Geo-Spatial Outlier Detection

Using position to find defects on wafers.


Comparing die test results with other die on a wafer helps identify outliers, but combining that data with the exact location of an outlier offers a much deeper understanding of what can go wrong and why.

The main idea in outlier detection is to find something in or on a die that is different from all the other dies on a wafer. Doing this in the context of a die’s neighbor has become easier with state-of-the-art yield and test management data analytic platforms, but it still can get complicated. Even the definition of a neighbor can vary.

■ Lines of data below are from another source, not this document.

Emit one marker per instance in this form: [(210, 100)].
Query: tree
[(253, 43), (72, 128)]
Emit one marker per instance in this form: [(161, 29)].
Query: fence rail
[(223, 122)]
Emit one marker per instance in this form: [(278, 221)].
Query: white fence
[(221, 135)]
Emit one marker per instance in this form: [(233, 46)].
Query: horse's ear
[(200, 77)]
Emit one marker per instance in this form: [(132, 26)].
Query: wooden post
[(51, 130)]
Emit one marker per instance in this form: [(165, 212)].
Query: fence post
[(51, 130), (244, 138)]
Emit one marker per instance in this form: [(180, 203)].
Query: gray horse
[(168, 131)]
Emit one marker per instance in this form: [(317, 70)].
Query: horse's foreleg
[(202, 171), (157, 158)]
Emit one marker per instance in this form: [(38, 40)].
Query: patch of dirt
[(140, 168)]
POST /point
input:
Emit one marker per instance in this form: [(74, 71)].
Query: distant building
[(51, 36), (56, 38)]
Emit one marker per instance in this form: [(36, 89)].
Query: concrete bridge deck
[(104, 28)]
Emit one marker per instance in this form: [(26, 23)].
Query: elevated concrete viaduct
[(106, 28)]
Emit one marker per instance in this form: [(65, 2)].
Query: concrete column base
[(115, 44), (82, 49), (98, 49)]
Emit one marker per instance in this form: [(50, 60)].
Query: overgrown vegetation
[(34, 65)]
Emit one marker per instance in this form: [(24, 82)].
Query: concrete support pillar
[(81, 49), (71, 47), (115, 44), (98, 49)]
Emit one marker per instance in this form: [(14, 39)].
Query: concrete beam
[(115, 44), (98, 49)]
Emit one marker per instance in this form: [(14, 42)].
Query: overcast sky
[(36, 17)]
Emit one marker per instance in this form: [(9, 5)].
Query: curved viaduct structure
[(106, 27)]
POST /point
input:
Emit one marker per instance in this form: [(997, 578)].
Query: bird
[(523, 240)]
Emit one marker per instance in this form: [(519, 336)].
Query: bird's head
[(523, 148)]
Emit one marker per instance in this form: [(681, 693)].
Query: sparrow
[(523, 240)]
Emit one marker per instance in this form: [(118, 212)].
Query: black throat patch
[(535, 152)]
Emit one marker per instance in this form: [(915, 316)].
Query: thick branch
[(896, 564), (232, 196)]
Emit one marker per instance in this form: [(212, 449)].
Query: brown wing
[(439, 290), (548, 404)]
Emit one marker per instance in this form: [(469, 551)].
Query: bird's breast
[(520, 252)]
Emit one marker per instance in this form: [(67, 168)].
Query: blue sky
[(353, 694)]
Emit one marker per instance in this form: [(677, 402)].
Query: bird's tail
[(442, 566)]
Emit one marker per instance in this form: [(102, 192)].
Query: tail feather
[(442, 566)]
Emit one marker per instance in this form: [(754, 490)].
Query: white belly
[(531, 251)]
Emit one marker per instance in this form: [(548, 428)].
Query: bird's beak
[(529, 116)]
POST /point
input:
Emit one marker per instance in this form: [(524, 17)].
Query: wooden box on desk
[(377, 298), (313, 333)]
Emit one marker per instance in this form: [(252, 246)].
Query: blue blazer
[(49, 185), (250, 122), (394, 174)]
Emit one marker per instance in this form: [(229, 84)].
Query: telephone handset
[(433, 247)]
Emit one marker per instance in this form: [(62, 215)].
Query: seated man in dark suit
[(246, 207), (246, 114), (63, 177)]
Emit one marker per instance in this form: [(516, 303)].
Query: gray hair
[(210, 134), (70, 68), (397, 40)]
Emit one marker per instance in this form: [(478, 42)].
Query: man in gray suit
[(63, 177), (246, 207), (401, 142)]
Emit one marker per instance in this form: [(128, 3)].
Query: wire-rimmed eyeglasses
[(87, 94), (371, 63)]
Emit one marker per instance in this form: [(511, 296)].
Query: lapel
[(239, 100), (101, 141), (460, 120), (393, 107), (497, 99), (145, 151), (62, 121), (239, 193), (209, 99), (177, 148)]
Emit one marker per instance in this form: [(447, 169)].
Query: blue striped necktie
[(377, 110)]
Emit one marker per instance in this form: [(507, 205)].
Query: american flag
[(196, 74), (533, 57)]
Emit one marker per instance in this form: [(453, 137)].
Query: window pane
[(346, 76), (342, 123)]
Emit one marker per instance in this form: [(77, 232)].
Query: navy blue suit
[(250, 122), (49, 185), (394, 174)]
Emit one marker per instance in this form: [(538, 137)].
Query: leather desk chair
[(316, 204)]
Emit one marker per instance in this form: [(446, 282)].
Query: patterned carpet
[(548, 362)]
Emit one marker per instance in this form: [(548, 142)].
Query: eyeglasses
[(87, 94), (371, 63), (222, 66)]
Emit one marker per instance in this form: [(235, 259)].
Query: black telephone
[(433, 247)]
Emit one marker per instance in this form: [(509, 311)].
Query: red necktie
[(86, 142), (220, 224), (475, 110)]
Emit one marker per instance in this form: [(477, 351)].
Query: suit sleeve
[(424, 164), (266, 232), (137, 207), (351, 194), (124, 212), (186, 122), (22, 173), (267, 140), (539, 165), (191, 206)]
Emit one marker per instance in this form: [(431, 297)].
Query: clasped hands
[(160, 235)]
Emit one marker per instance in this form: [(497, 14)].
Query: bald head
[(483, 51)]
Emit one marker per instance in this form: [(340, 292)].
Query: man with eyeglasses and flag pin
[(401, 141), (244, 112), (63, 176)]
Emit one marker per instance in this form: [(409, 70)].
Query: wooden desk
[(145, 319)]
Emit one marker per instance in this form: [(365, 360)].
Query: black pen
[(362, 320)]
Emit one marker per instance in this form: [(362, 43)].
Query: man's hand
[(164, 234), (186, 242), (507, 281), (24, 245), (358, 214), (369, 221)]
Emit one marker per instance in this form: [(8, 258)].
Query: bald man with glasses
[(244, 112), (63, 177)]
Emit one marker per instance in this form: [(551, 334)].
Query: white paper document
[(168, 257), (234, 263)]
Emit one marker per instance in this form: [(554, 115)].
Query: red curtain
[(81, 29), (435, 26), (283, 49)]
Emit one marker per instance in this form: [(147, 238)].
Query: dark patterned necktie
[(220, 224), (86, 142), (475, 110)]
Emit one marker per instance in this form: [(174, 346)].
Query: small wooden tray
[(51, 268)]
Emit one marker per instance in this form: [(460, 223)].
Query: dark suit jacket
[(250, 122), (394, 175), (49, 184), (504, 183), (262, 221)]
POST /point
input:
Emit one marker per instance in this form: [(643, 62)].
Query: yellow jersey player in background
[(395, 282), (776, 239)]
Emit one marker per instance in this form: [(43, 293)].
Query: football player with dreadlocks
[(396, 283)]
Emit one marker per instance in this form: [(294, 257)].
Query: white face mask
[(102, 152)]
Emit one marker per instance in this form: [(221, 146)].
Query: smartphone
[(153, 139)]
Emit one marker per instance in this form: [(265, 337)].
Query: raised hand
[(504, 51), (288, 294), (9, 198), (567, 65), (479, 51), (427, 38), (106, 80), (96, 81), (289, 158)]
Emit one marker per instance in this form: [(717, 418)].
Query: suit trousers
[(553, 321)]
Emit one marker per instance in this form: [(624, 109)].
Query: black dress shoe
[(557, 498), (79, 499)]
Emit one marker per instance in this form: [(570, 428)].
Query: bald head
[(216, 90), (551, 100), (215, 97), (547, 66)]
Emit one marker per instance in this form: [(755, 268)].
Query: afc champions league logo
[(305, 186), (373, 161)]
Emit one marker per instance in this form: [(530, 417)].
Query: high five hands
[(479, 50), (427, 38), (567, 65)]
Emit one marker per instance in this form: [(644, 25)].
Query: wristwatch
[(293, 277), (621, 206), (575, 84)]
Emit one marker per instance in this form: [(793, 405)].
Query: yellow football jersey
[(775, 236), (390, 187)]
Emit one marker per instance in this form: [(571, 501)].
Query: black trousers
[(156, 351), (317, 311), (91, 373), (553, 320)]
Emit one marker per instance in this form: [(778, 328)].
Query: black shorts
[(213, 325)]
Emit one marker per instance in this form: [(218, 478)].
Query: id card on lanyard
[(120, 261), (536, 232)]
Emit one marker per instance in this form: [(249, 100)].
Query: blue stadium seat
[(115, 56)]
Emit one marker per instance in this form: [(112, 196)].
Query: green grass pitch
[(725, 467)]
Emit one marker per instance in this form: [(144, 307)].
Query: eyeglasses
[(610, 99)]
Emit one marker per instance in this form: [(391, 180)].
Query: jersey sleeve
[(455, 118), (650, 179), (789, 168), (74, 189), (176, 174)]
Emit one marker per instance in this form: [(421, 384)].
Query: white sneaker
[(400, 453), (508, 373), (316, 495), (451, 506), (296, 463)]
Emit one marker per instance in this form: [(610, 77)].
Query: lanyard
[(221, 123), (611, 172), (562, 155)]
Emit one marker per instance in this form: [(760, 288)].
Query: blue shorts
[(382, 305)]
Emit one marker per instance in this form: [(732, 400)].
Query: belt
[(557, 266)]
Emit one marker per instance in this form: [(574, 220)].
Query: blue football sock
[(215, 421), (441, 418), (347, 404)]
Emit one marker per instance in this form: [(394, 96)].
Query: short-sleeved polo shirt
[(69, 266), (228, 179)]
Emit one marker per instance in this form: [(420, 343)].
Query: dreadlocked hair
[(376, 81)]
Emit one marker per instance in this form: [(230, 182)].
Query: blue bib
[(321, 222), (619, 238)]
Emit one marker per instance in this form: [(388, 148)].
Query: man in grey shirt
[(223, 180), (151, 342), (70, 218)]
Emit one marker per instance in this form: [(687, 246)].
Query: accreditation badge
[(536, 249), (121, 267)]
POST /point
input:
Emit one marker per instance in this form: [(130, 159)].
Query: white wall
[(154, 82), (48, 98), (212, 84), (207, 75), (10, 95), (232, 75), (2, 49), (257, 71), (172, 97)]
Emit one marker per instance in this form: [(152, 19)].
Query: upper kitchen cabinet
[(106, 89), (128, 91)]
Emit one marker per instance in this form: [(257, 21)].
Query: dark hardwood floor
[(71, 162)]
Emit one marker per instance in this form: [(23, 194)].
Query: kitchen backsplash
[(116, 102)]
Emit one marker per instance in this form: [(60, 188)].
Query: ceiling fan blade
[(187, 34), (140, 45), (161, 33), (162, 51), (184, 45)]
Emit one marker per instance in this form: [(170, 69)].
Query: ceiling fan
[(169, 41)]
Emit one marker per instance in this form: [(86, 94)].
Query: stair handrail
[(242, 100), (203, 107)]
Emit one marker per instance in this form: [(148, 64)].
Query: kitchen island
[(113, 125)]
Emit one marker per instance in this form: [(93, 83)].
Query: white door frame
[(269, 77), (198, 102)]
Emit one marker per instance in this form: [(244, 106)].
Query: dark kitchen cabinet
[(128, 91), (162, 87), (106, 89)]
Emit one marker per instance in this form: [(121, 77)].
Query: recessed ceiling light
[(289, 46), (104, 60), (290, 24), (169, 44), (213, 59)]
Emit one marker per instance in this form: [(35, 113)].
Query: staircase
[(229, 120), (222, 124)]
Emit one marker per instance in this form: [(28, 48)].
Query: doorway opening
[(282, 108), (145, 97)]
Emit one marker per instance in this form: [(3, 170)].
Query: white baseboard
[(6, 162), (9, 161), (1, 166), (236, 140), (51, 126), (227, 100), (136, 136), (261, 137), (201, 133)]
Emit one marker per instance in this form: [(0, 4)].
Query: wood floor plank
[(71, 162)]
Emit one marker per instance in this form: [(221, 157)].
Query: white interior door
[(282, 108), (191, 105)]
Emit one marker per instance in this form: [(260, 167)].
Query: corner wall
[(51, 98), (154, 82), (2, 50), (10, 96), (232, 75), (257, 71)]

Wafer spatial variation has been used for some time to identify and decipher yield issues, but primarily for post-mortems of failures in the field. Product and quality engineers increasingly are applying this pass/fail test decisions, particularly in safety-critical or mission-critical applications, because simple outlier detection techniques based on part average testing (PAT) lack localization to effectively balance the yield/quality/cost triangle.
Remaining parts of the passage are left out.